If Jane invests in 30-year TIPS, she’ll be able to spend $29,750 year in and year out through age 100 (her maximum age of life) above and beyond covering taxes, including Oklahoma’s surprisingly high state income tax, Medicare IRMAA premiums, and annual rent.
I had MaxiFi compare Jane’s lifetime expected utility, which MaxiFi calls the Comfort Index, from always investing in a 50-50 balanced portfolio (the Current Strategy) versus investing in a lifecycle fund (the Risky Strategy) that has Jane invest 85-15 stocks to bonds through age 50, then 60-40 through age 60, and 25-75 thereafter. The table below compares the two strategies under different assumptions about Jane’s ability to tolerate risk. The lower is Jane’s risk tolerance, i.e., the higher is her degree of risk aversion, the bigger is her absolute utility loss from a drop of $X in spending compared to the absolute utility gain from a rise of $X in spending.
If Jane can tolerate a lot of risk, lifecycle investing is the big winner. Indeed, lifecycle investing generates as much welfare, on average (in expectation), as holding the balanced portfolio but getting to spend 18 percent more along every discretionary spending path. But if Jane can only tolerate a moderate degree of risk (the risk aversion coefficient in the mathematical formula for utility is of moderate size), lifecycle investing is 8 percent worse. That’s a big difference. But it’s small compared to the case that Jane can tolerate almost no risk. In this case, lifecycle investing is 37 percent worse! Moreover, this comparison doesn’t incorporate the cost of lifecycle investing. Since balanced investing entails no “investment management,” even by a computer, there will be no basis to charge workers fees that have no basis.
Conclusion
I tried different assumptions for Jane. If her rent or old-age, out-of-pocket healthcare expenses are lower, lifecycle investing looks better even when Jane can tolerate very little risk. Recall that fixed expenses are effectively negative bond positions. Hence, it’s natural that Jane would seek to de-risk, i.e., hold more bonds relative to stock, when she faces fixed spending obligations. But this speaks to the point made above — one size does not fit all. Thus, employers should consider taking a financial Hippocratic oath — First do no financial harm. — in overseeing their retirement plans. In particular, they can act in accordance with this oath by making long-term TIPS investing their retirement plans’ default investment.



Thanks. best, Larry
Define "risk." Half of your articles correctly rant about how we are screwing our children and we are headed off a fiscal cliff......and half of your articles say, essentially, a 35 year old woman should loan all her savings to the most fiscally irresponsible entity known to man. The real problem with TDF's is that they get more risky (ie, higher allocation to bonds) as you get older......she's saving until 65, but living to 100......and TDF's "target" your retirement date, not your date of death.
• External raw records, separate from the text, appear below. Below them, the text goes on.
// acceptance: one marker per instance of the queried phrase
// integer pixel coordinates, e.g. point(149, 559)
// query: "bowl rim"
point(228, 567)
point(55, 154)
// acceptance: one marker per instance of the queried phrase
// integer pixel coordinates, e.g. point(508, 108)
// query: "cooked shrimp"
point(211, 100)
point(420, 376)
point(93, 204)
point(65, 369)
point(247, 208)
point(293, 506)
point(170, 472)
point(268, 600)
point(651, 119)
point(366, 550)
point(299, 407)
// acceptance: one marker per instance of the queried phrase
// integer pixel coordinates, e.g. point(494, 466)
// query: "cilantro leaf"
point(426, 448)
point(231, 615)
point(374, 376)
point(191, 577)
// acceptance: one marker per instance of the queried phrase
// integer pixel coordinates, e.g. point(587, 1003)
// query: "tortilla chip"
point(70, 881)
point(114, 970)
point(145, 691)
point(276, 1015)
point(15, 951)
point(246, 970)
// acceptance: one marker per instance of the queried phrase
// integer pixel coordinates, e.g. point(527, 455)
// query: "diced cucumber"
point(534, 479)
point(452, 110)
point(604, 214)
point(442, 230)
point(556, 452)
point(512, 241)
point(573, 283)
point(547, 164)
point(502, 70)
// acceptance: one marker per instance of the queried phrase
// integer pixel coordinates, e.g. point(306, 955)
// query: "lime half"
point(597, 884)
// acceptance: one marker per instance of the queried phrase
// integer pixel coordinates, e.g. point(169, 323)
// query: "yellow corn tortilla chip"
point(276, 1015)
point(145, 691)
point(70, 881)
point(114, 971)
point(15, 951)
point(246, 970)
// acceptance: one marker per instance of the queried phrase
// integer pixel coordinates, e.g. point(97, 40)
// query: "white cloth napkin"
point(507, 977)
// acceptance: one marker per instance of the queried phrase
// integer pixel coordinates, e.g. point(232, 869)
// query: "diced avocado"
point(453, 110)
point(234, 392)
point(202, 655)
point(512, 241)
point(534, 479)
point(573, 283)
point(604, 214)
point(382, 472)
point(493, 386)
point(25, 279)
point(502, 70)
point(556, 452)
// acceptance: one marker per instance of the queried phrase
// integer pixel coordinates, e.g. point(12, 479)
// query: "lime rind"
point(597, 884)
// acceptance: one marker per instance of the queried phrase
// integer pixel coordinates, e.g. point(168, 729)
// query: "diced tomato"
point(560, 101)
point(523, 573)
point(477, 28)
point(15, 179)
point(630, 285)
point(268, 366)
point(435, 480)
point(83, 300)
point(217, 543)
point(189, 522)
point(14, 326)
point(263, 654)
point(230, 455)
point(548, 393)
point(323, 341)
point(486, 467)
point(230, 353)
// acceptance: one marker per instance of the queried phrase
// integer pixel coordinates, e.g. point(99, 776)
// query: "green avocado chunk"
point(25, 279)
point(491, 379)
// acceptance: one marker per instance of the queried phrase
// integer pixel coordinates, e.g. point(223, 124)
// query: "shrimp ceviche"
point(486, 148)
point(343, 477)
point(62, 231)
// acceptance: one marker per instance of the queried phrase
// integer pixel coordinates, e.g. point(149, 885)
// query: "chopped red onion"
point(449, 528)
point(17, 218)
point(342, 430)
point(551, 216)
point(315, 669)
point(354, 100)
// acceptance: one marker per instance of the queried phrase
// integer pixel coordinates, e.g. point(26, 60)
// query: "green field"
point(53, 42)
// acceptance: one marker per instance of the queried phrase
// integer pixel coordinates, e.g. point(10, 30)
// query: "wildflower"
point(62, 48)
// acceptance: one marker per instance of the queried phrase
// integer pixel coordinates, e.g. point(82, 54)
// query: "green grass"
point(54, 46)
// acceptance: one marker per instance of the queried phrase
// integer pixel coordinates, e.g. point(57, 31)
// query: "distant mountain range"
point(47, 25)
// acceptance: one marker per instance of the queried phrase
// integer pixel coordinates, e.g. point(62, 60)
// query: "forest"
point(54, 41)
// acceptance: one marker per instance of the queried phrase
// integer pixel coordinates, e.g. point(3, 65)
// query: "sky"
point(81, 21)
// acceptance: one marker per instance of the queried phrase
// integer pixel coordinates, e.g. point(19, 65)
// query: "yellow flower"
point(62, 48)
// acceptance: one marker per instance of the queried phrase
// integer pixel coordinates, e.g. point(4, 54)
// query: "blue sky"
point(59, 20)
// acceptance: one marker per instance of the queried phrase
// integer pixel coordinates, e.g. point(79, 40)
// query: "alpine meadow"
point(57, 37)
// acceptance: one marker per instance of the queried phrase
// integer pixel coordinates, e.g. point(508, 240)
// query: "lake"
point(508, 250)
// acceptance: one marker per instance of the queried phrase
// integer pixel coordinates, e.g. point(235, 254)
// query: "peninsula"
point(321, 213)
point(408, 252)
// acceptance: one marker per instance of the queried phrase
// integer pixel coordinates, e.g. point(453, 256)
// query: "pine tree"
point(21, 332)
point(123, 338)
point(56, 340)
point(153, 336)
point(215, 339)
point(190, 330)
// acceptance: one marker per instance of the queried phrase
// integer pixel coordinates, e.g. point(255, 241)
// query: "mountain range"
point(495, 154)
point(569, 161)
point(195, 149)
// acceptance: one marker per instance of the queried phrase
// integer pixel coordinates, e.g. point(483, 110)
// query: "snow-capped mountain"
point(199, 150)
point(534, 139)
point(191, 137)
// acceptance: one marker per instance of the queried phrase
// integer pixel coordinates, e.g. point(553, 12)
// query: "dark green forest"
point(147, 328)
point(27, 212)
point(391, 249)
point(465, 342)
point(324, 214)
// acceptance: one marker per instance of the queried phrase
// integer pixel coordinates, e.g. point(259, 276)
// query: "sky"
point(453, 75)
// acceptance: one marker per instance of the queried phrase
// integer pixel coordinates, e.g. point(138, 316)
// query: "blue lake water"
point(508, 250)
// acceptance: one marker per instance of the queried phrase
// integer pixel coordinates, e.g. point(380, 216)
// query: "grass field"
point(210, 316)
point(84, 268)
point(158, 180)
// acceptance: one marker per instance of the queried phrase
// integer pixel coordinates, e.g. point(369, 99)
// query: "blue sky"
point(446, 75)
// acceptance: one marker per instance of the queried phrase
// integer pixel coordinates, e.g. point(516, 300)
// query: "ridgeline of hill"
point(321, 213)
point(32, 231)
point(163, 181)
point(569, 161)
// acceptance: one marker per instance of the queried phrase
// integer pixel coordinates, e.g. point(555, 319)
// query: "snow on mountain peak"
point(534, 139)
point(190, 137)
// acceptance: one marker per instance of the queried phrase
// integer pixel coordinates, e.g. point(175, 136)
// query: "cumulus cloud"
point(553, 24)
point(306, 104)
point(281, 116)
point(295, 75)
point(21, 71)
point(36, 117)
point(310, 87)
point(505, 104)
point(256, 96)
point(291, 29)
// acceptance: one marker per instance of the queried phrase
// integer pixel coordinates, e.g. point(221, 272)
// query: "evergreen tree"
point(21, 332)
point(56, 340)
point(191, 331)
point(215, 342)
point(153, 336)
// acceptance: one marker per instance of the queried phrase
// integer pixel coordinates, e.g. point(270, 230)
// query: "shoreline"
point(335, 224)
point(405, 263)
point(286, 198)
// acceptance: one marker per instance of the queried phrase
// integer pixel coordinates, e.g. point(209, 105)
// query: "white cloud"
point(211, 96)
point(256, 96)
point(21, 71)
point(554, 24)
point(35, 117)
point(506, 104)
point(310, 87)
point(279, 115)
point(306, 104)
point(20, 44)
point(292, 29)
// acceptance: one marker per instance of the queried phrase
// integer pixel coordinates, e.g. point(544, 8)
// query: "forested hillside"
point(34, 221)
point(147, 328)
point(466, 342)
When you allocate to index funds (and not JUST the s and p 500), you aren't "betting" on the stock market.....you are owning the great companies of America and the world....and BECAUSE they fluctuate, you get paid more to own them. Planned properly, FLUCTUATION is not RISK, especially when you rebalance. TIPS make zero sense.....lending to the government, then using government math to protect you from government math. As I said below.....the only ones who benefit from TDFs are compliance departments.